Braised Lamb Shanks with Dried Apricots, Plums, and Candied Ginger Recipe

Active 60 mins
Total 0 mins
Serves 6 servings


  • 2 tablespoons oil

  • 3 large lamb shanks (about 2 1/2 pounds)

  • Kosher salt

  • 2 tablespoons coriander seed, freshly ground

  • 2 teaspoons cumin seed, freshly ground

  • 1 teaspoon half-sharp paprika

  • 1/2 teaspoon black pepper, freshly ground

  • 6 allspice berries, freshly ground

  • 5 cardamom pods, fresh ground

  • 5 chiles de arbol

  • Three 3-inch sticks cinnamon

  • 1 cup low-sodium chicken broth

  • 1 cup dried apricots

  • 1 cup dried plums (prunes)

  • 1/2 cup candied ginger, cut into large chunks

  • 1/2 teaspoon saffron

  • Juice of one or two lemons (or to taste), for serving

  • 2 tablespoons pomegranate molasses (or balsamic vinegar), for serving


  1. Preheat oven to 300°F. Heat a 5-6 quart Dutch oven on medium-high heat for three minutes, then add oil. Meanwhile, salt lamb shanks liberally—two to three teaspoons kosher salt per shank. When oil shimmers, brown shanks in oil, in batches, if necessary, until lightly browned on all sides (you do not need a dark sear for this dish).

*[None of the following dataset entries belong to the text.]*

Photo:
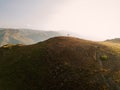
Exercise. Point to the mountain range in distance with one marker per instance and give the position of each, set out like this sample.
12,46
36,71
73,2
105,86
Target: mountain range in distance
50,61
29,36
60,63
24,36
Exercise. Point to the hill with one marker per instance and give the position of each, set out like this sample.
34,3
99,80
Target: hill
115,40
24,36
60,63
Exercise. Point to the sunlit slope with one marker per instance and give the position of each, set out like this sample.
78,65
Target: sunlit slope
60,63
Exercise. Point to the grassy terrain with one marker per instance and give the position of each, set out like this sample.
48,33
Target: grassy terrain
60,63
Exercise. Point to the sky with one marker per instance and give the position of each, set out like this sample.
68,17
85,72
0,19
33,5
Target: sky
91,19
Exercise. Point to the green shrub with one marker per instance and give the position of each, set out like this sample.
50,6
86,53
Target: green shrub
104,57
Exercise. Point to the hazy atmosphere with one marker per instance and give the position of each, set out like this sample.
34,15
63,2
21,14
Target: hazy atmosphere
92,19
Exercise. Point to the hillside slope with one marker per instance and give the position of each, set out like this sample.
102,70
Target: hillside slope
60,63
24,36
115,40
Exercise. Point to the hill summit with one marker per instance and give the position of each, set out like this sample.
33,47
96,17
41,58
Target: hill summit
60,63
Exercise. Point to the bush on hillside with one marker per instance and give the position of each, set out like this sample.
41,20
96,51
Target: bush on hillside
104,57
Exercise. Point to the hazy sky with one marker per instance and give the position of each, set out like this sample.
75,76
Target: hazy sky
92,19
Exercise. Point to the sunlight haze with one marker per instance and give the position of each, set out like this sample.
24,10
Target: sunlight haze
91,19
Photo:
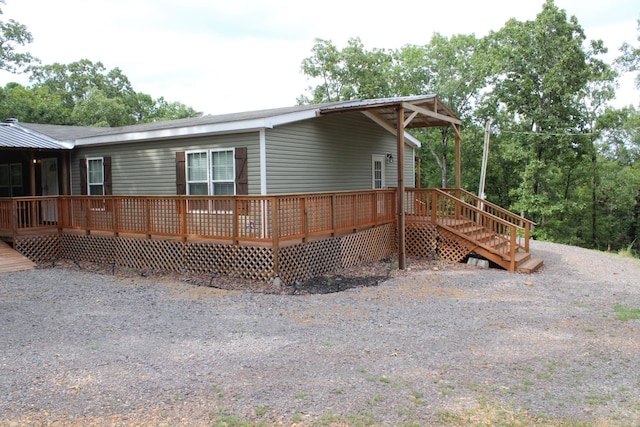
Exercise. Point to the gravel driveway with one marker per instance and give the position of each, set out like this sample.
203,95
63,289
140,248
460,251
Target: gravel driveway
454,345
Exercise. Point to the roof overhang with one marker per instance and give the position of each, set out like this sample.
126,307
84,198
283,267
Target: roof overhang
14,136
419,111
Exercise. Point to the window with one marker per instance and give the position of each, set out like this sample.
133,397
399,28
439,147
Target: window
11,180
95,176
211,172
377,171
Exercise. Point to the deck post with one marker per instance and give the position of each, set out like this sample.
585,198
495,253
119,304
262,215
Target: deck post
183,219
512,249
400,190
458,156
275,234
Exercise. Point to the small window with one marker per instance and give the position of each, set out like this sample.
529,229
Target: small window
211,173
11,180
197,180
95,176
222,173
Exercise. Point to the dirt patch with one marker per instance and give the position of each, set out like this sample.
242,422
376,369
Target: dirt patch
365,275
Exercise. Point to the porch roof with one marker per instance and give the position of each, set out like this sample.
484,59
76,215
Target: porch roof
420,111
15,136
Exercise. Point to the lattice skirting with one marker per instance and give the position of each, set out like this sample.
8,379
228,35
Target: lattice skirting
39,248
246,262
296,263
310,259
452,248
421,240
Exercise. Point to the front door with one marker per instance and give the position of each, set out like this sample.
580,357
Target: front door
49,181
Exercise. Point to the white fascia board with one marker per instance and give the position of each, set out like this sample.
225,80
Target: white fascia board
184,132
408,138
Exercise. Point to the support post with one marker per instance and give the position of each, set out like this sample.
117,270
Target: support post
400,190
275,234
458,156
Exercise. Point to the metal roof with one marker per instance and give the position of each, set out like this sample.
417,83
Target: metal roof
15,136
419,111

  2. Set shanks aside on a plate and add all spices except saffron to pot. Stir frequently to coat with fat until spices become intensely aromatic, 30 seconds to 1 minute. Add chicken broth, scraping browned bits off bottom of pan, then apricots, plums, candied ginger, and saffron. Stir to combine, then arrange lamb shanks in a single layer in bottom of pot.

  3. Cover with a heavy, well-fitted lid (or use a sheet of aluminum foil under the lid) and transfer pot to oven and braise for 3 to 3 1/2 hours, or until shanks are meltingly tender and offer a paring knife no resistance.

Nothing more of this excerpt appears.